Maar klopt het nou, wat ik denk, dat ik nog op de lagere school zat, in het jaar van plusfourpak en promotie? Ach ja, ik weet het zeker. In de war, alleen, door die andere plusfour – mijn laatste, goddank -, van donkerbruin ribfluweel, die ik in de eerste klas van het gymnasium gedragen heb. Met een tegenzin die ik me herinner. Toen pas moet het begonnen zijn, met de opstand tegen het moederlijk bewind op het gebied van het uiterlijk. Toen pas begon mij die blik te irriteren waarop ik haar toen en ook in later jaren nog wel eens betrapte. Kijk niet zo naar me, mens. Woedend werd ik ervan.

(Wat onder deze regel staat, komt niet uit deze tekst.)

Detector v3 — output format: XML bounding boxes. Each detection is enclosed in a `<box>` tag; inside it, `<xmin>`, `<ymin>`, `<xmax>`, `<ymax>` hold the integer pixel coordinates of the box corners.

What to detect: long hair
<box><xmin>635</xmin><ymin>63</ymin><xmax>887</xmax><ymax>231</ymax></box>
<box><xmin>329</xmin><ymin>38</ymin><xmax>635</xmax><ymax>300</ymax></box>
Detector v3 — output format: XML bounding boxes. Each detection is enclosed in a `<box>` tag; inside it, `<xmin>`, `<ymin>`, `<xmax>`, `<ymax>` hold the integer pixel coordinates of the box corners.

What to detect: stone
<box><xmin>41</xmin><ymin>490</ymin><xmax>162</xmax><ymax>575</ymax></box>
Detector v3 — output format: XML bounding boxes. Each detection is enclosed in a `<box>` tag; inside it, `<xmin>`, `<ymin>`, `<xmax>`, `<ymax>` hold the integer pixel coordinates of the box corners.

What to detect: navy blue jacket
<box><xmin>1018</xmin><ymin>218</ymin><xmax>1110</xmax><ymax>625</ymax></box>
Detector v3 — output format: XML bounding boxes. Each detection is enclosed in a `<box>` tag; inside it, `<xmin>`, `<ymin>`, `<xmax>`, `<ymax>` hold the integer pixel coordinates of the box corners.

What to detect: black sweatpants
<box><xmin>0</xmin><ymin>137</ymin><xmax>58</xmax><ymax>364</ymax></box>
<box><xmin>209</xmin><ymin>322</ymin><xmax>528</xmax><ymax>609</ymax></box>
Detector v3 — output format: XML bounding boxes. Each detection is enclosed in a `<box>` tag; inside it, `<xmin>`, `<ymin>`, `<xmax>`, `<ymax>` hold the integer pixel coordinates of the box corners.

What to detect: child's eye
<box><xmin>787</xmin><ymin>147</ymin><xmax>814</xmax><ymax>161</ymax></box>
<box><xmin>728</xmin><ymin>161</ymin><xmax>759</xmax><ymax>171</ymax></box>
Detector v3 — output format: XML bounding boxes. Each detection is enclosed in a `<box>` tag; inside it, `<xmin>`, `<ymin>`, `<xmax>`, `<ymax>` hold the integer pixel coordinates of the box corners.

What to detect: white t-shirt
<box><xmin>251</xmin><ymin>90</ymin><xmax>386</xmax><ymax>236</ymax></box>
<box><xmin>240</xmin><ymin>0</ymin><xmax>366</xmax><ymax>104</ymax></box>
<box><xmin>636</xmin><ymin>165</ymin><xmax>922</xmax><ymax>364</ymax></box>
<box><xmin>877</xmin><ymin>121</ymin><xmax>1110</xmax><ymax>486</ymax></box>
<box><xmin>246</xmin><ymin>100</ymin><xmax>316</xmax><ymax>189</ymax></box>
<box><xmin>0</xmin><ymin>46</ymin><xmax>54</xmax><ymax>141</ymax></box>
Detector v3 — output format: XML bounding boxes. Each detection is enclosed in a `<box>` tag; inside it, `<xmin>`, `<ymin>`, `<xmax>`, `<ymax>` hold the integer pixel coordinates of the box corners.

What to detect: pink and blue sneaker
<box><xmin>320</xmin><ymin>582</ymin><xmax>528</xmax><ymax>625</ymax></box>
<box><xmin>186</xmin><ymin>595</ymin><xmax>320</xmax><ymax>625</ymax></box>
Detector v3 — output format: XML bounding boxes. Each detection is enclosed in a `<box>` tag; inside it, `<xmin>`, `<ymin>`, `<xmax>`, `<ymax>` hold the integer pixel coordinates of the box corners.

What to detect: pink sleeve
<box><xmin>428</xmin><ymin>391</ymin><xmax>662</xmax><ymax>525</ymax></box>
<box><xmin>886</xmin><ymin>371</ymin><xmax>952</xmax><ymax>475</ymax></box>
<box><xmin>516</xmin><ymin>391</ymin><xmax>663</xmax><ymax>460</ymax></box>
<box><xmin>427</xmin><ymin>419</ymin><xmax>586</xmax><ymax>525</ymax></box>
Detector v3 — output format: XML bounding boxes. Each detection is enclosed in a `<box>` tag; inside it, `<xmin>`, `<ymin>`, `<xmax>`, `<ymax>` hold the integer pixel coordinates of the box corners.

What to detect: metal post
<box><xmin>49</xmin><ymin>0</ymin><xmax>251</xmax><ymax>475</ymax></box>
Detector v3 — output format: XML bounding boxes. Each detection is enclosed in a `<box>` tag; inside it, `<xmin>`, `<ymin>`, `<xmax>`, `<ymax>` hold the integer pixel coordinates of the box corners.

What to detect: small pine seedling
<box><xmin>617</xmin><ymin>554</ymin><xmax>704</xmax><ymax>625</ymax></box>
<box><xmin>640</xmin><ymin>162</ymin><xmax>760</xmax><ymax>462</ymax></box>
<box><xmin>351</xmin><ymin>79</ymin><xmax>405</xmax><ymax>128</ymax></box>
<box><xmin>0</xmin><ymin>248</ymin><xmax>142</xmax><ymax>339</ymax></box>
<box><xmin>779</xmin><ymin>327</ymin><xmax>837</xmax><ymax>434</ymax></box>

Ach ja natuurlijk, hoe kan ik eraan getwijfeld hebben: ik heb het proefschrift gepakt, en zie het jaartal staan: 1955. Tien jaar oud was ik, drieënveertig jaar oud mijn vader – en ik was diep onder de indruk van de plechtigheid, waarvan de betekenis me geheel ontging. Maar het respect waarmee men over zijn ‘promotie’ en zijn ‘dissertatie’ sprak, dat drong volledig tot me door, en in de jaren die volgden werd het voor mij de gewoonste zaak ter wereld dat er op enveloppen bestemd voor mijn vader stond: de weledelzeergeleerde heer. Dat was hij voortaan eenvoudigweg: een weledelzeergeleerd man! Daar waren er niet veel van.
Ergens moet zich die foto bevinden, met al die familie, geschaard rond de eerste doctor. Al die indrukwekkende koppen van de zusters en hun mannen, mijn oom Tjit, zijn grote broer – al die gereformeerde schippers, boeren, molenaars, winkeliers, groothandelaars, bakkers, al die mensen voor wie de Vrije Universiteit de universiteit was, de enige die telde. De universiteit die in de huiskamer aanwezig was in de vorm van het groene vu-busje, dat op de achtergrond nooit vergat onhoorbaar te rammelen. Mijn vader was ook hun triomf.